İnsan beynindeki nöronlar müzikle senkronize bir şekilde sinir iletimi gerçekleştiriyorlar ve bunda müzisyenler amatörlerden daha başarılı.
Müzik dinlerken kendinizi başınız ya da ayağınızla ritim tutarken bulabilirsiniz. Beklemediğiniz şey ise favori melodinizi dinlerken, beyninizdeki ritmin de bunu takip etmesidir.
Beyin ritimleri büyük nöron gruplarının birlikte ateşlenmesiyle ortaya çıkar. Daha önceki çalışmalar, konuşan birini dinlemenin de benzer bir aktiviteyi ortaya çıkardığını gösterdi. Şimdi ise Proceedings of the National Academy of Science (PNAS, Ulusal Bilimler Akademisi Konferansı) dergisindeki çalışma, beyin ritimlerinin müzikal dizilimle de senkronize olduğunu ve müzik eğitiminin bu kabiliyeti arttırdığını gösterdi.

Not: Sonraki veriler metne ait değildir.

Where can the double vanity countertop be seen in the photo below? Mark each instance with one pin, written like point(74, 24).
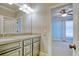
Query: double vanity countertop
point(18, 38)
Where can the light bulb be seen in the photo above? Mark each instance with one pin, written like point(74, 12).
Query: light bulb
point(30, 9)
point(64, 15)
point(26, 11)
point(20, 8)
point(25, 6)
point(10, 3)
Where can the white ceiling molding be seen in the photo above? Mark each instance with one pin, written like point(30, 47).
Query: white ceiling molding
point(11, 10)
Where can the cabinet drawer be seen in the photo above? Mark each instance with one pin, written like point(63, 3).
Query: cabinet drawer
point(17, 52)
point(26, 42)
point(35, 39)
point(9, 46)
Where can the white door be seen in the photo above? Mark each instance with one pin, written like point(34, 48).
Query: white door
point(76, 28)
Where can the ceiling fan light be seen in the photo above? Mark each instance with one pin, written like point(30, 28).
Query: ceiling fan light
point(20, 8)
point(30, 9)
point(25, 6)
point(10, 3)
point(26, 11)
point(64, 15)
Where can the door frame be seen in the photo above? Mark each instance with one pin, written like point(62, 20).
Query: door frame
point(50, 31)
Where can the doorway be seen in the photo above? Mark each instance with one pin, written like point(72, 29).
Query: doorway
point(62, 30)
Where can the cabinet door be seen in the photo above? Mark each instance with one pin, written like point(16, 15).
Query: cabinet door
point(36, 49)
point(17, 52)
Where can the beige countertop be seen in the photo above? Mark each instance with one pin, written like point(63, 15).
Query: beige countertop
point(16, 38)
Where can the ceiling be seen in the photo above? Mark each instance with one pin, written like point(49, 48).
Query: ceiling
point(56, 12)
point(39, 7)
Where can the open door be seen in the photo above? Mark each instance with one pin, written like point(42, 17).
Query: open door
point(75, 44)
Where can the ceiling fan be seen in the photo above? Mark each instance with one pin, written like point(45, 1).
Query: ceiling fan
point(65, 12)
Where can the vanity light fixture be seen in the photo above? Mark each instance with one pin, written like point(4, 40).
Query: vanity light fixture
point(64, 15)
point(10, 3)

Magnetoensefalografi (MEG) beyin aktivitesiyle ortaya çıkan küçük manyetik alanların ölçümünde kullanılan bir tekniktir. Müzisyen ve müzisyen olmayan denekler Bach, Beethoven ve Brahms gibi bestecilerin klasik piyano müziklerini dinleyip sesteki küçük değişimleri fark etmeye çalışırken, araştırmacılar deneklerin beyinlerini karşılaştırmak için MEG kullandılar. Beklendiği üzere eğitimli müzisyenler sesteki değişimleri daha iyi algıladı.
Müziğin saniyede bir notadan daha fazla olan tempolu kısımlarında, müzisyenler ve müzisyen olmayan diğer denekler, beyinlerini müziğe benzer şekilde senkronize etti. Fakat daha düşük tempolu kısımlarda, yalnızca müzisyen olanların beyinlerinin senkronize olduğu görüldü.

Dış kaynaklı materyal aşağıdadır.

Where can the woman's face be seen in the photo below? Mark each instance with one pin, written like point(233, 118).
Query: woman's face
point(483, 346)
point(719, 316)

Konuşma ve müziğin beyindeki benzer ağları paylaştığı düşünülünce, müzik eğitiminin dil kabiliyetini de geliştirebilmesi mümkün olabilir. Dolayısıyla istediğiniz müzik aletini alın ve çalmaya başlayın; fark etmeyeceksiniz ama, beyin dalgalarınız favori şarkınız boyunca dans edecek.